A short walk takes our Chief Horticulturist Guy Barter on a culinary and botanical voyage across the world
London’s Chinatown is only a short walk from the RHS headquarters in Westminster, and a lunchtime expedition to inspect the Southeast Asian and Chinese vegetables and herbs in the supermarkets along Gerrard Street (plus pick up a tasty lunch), is always a treat.
Some crops are too tender to be easily grown in Britain – I particularly like the pandan leaves (Pandanus amaryllifolius
) that can impart a somewhat vanilla-like flavour. This palm-like plant’s leaves are used to flavour cakes and other dishes in Southeast Asia, although in truth the bottled essence is more practical.
Hardy yet exotic
Others are easy to grow outdoors. Mustard greens, pak choi
and Chinese cabbages have long been popular since the pioneering work of Joy Larkcom
, who indefatigably sorted out the confusing nomenclature. I have to say these are not my favourite vegetables although some find a place in my garden for autumn salads.
Flowering kale or Chinese broccoli
on the other hand is an extraordinary vegetable, which I like to grow from late summer for autumn cropping when summer vegetables give over. Each plant, in my garden at least, sends up a single flowering shoot with a thick tender delicious stem and grey-green leaves.
Choi sum or flowering cabbage is also widely offered in Chinatown – I have never grown this, so I've ordered seeds this year. It looks like run-to-seed Chinese cabbage in the garden, but is tempting when prettily packed for the supermarket. Italian flowering greens or broccoli raab (cime di rapa
) is fashionable now, so perhaps the time has come for choi sum.
Tricks of the trade
Like all Chinese cabbage family plants, they are martyrs to pests so I grow them under horticultural fleece, and sow direct into the ground as they don’t seem to care to be transplanted. Chinatown examples though are very succulent with much thicker stems than my crops. I don’t quite know how they do that though.

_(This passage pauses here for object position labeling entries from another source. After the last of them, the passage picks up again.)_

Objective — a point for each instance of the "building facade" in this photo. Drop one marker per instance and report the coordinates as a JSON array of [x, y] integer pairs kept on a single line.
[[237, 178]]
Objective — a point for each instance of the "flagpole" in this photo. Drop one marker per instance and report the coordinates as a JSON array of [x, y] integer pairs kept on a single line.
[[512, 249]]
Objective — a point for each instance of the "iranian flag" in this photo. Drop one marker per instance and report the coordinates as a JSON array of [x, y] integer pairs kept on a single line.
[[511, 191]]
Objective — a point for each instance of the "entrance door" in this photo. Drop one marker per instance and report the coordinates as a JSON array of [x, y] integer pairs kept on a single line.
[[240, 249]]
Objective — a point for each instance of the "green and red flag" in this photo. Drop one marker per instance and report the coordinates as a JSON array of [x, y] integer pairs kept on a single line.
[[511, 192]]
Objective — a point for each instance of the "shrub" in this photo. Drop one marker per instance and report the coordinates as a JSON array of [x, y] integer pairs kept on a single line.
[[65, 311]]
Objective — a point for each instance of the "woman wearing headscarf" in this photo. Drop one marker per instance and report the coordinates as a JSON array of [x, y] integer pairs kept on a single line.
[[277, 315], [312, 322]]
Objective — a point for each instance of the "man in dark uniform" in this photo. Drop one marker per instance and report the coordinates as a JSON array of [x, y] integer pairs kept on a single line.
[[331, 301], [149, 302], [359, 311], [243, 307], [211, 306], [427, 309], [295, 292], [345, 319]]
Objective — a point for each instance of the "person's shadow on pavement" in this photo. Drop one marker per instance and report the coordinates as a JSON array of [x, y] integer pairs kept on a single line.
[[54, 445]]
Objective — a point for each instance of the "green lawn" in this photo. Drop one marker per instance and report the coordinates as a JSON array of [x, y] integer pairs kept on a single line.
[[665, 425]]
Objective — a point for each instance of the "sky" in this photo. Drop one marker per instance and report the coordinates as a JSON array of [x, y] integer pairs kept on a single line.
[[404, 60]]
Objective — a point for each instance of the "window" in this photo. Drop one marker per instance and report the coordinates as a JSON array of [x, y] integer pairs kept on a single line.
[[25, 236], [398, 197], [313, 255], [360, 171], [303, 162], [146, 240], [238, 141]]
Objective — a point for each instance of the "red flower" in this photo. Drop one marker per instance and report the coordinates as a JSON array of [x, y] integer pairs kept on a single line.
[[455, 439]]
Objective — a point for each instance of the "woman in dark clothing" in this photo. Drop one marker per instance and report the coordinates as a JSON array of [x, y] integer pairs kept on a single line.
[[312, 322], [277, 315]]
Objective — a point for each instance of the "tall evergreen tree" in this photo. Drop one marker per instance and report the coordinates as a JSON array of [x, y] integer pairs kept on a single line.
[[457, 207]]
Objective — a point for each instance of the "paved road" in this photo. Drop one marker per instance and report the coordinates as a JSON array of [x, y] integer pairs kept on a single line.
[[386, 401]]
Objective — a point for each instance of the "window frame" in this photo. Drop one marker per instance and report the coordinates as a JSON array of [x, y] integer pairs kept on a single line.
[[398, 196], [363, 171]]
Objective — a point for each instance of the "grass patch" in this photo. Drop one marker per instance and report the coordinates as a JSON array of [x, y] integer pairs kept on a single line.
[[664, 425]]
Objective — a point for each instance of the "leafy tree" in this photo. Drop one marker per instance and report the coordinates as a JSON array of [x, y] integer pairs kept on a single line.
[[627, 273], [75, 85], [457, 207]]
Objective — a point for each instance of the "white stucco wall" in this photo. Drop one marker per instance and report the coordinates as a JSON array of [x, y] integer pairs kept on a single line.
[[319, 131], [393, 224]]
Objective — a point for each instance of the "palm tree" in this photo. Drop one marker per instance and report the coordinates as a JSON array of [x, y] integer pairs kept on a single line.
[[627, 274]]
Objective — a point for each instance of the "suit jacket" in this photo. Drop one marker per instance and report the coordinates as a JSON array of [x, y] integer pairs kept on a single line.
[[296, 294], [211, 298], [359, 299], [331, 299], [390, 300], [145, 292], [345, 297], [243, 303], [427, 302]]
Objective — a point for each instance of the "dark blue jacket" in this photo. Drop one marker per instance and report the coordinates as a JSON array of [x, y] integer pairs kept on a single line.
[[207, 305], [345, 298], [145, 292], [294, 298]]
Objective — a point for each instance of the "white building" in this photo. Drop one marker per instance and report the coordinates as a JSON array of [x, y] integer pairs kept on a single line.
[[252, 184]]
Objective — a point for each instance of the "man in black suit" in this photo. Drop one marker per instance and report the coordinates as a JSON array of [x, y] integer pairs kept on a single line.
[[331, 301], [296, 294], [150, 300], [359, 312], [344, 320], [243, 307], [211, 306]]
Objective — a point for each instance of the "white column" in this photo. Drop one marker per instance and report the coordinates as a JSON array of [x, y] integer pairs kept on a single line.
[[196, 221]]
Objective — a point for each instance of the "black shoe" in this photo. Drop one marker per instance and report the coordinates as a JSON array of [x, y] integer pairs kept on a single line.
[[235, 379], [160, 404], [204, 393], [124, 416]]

The same goes for salad onions
– even Asian cultivars sold by UK seed companies won’t produce the thick leek-like tender stems seen in Southeast Asian supermarkets, at least not in my hands.
A local Surrey farmer near Wisley specialised in producing these to perfection for London Chinese restaurants. He was understandably reluctant to share his secrets though. Nonetheless, inspired by the Gerrard Street supermarkets, I am trying some different seeds this year.